Leaders challenged by disappearing boundaries
We released a global report last month with the title “Where’s Your Business Heading?” Our respondents were business leaders in 20 countries but they sounded like old-time cattle ranchers — they want to be where there are no fences.
George Bradt, writing in Forbes about the report, came up with “boundarylessness” to describe this trend in business. It’s not in Webster’s or the OED, but since there is no noun to describe this state, so be it.
When we talk of “cross-border”, or “global”, we are thinking of physical boundaries defining countries and markets. Here, the consolidating-world trend is well advanced. The current international trade disputes have exposed the global interdependence of business, especially with incredibly complex fields such as supply chains for giant industries.
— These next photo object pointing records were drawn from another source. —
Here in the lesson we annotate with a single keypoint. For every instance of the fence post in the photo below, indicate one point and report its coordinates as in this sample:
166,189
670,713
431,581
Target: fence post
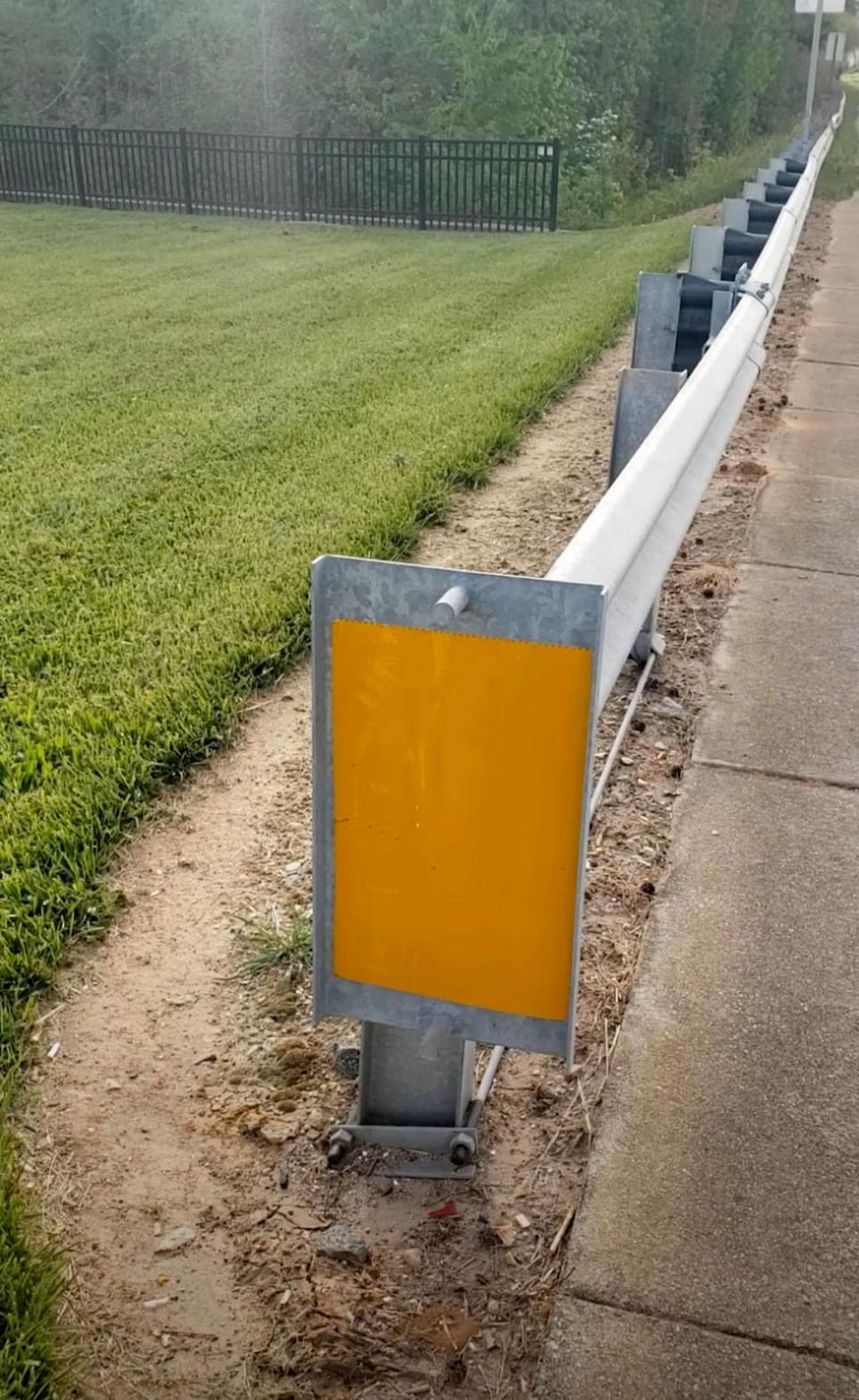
555,183
185,171
77,165
300,176
422,182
So, where business is heading in many instances, the report tells us, is to move the decision-making closer to the customer.
And this is not only a physical adjustment. Fences are falling inside the organization as well. Traditional hierarchies are being re-drawn and management layers reduced. Heinz Wester, the business guru with Cornerstone Stockholm who managed the survey and structured the report, cites two prime examples.
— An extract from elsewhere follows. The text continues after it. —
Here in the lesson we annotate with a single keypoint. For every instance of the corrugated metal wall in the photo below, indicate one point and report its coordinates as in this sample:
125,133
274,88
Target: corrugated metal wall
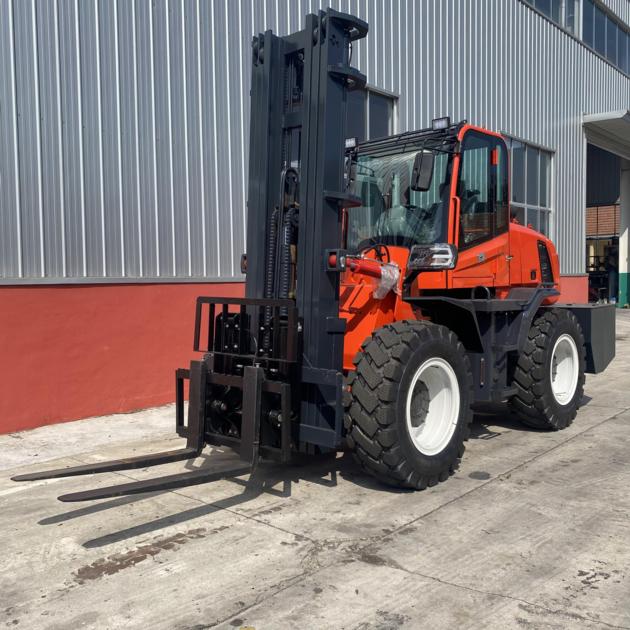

“Workers are being divided into smaller, flexible units that can be moved where needed,” says Wester. “And that enables some streamlining. A middle manager who might have had 500 reports and a responsibility of $500M a couple of years ago might still be responsible for the P&L but have only a handful of direct reports.”
This contributes to the second trend – a faster flow of information to the decision makers. Market knowledge no longer goes through a series of management layers: it flows uninterrupted – and unfiltered – to the C-level and even to the Board.
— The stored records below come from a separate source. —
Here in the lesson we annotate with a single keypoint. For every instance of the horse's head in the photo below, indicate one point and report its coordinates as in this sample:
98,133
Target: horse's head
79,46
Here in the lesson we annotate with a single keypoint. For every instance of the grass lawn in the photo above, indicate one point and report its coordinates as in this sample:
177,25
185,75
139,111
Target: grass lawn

The downside – and there always is one – is risk. Risks rise with speed and more open strategies. Streamlining management can be fraught. Are workers better trained today than 30 years ago? Maybe. Are they more self-motivated? Probably. Nonetheless, millennials aside (who have yet to confirm an impact on business operation), it is hard to see why today’s employee would feel any more obligated to the corporate welfare than his or her parents.
And the risk rises as the need for speed continues. Customers appreciate a speed improvement factor of 2 but now want one of 5. As geographic boundaries fall, it still leaves terms, conditions, legal requirements, sustainability and a host of other elements of risk to be managed in less time.